Tuesday, May 29, 2012

PERIODESIASI AL- QUR'AN

Informasi Halaman :
Author : Syarif Hidayatullah, Staf Pengajar PAI di SMK Umar Mas'ud Sangkapura.
Judul Artikel : PERIODESIASI AL- QUR'AN
URL : http://ibnsyam.blogspot.com/2012/05/periodesiasi-al-quran.html
Bila berniat mencopy-paste artikel ini, mohon sertakan link sumbernya. ...Selamat membaca.!
Semenjak Al-Qur'an diturunkan "nuzulul qur'an" tepatnya tanggal 17 Ramadhan, gendering dakwah Islam pertama mulai dikumandangkan oleh baginda Rasul. Al-Qur'an tidak diturunkan serta merta 30 juz namun secara berangsung-angsur "munajjaman" kurang lebih selama 23 tahun. 

Hal ini bukan tanpa alasan, namun banyak sekali hikmah yang bisa diambil didalamnya. Diantara hikmah tersebut, untuk memperkuat hati rasul & menghilangkan sifat pesimis dalam menyampaikan dakwahnya kepada orang-orang musrik. Setiap ada cobaan dakwah, Al-Qur'an turun memberikan solusi dan penawar sehingga memberi ketenangan dan memperteguh kembali hati beliau.

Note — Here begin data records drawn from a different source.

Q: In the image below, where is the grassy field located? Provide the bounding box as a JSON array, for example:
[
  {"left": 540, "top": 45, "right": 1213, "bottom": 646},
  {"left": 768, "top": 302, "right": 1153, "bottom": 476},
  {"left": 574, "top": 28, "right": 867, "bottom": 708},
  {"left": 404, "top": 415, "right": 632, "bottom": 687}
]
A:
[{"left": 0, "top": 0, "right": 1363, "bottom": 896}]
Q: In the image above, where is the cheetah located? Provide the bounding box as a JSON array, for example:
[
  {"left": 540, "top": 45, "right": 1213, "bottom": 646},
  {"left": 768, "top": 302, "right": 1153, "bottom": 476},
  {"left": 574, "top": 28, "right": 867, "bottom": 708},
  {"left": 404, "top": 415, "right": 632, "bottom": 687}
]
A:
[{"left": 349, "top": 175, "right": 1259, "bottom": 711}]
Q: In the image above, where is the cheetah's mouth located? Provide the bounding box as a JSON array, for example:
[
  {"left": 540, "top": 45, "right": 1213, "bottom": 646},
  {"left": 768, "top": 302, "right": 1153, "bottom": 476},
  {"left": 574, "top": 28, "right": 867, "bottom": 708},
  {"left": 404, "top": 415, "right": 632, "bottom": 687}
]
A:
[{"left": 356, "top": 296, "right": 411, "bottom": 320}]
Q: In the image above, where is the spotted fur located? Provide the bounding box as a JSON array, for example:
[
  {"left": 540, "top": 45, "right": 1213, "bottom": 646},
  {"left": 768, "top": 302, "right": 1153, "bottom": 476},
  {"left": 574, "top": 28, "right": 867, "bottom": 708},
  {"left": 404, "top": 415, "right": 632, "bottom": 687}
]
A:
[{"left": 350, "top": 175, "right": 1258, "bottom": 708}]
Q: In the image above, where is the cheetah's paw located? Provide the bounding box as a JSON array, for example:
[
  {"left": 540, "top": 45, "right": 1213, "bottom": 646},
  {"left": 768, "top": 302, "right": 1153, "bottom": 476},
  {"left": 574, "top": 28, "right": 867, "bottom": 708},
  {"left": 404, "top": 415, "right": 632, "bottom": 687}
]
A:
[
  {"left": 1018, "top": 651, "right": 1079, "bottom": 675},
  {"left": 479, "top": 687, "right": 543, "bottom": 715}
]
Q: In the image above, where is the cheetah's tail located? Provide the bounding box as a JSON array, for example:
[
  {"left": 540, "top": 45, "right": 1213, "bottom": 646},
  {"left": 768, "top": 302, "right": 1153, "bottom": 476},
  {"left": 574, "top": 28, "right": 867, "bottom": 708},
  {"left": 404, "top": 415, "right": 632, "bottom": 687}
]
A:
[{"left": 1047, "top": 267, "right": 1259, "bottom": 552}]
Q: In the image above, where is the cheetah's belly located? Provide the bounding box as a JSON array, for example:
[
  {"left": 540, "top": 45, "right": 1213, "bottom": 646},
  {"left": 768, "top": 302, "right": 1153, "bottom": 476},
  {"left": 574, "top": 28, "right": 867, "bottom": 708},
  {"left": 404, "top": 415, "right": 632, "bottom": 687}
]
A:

Dari kajian sejarah pembentukan Al-Qur’an, kita mengetahui bahwa kitab suci ini berkembang dengan sangat dinamis, berinteraksi dengan kehidupan umat manusia, yang kadang sangat bersifat lokal dan temporal. Ayat-ayat yang dimulai dengan pertanyaan-pertanyaan para sahabat Nabi, misalnya (yas’alunaka anil khamr, anil ahillah, anil mahidh, dan seterusnya), adalah refleksi dari kehidupan yang dijalani Nabi dan para sahabatnya. Kasus-kasus seperti minuman keras dan menstruasi (yang disebutkan dalam ayat yas’alunaka itu), adalah persolan manusia di dunia yang muncul tiba-tiba karena desakan situasi yang dihadapi para sahabat nabi saat itu. Dengan kata lain, jika tidak ada situasi yang mendesak tersebut, maka ayat-ayat tentang khamar dan menstruasi akan absen dari Al-Qur’an.
Mengkaji sejarah Al-Qur’an dengan melihat proses-proses pembentukannya, baik pada masa Nabi dan masa-masa sesudahnya sangat penting, untuk mengingatkan kita selalu bahwa Al-Qur’an adalah manifestasi manusiawi dari kalamullah. Seperti juga kitab-kitab suci lainnya di dunia ini, Al-Qur’an memiliki keterbatasan-keterbatasan pada lingkup kebahasaan dan kesejarahan di mana ia diturunkan. Namun demikian, sebagai sebuah manifestasi dari kalamullah, Al-Qur’an memiliki kesamaan-kesamaan dengan kitab-kitab suci lainnya (yang juga merupakan kalamullah). Aspek kesamaan inilah (dalam bahasa Al-Qur’an disebut “kalimatun sawaa”) yang harus selalu ditekankan oleh kaum Muslim secara khusus dan seluruh umat beragama secara umum.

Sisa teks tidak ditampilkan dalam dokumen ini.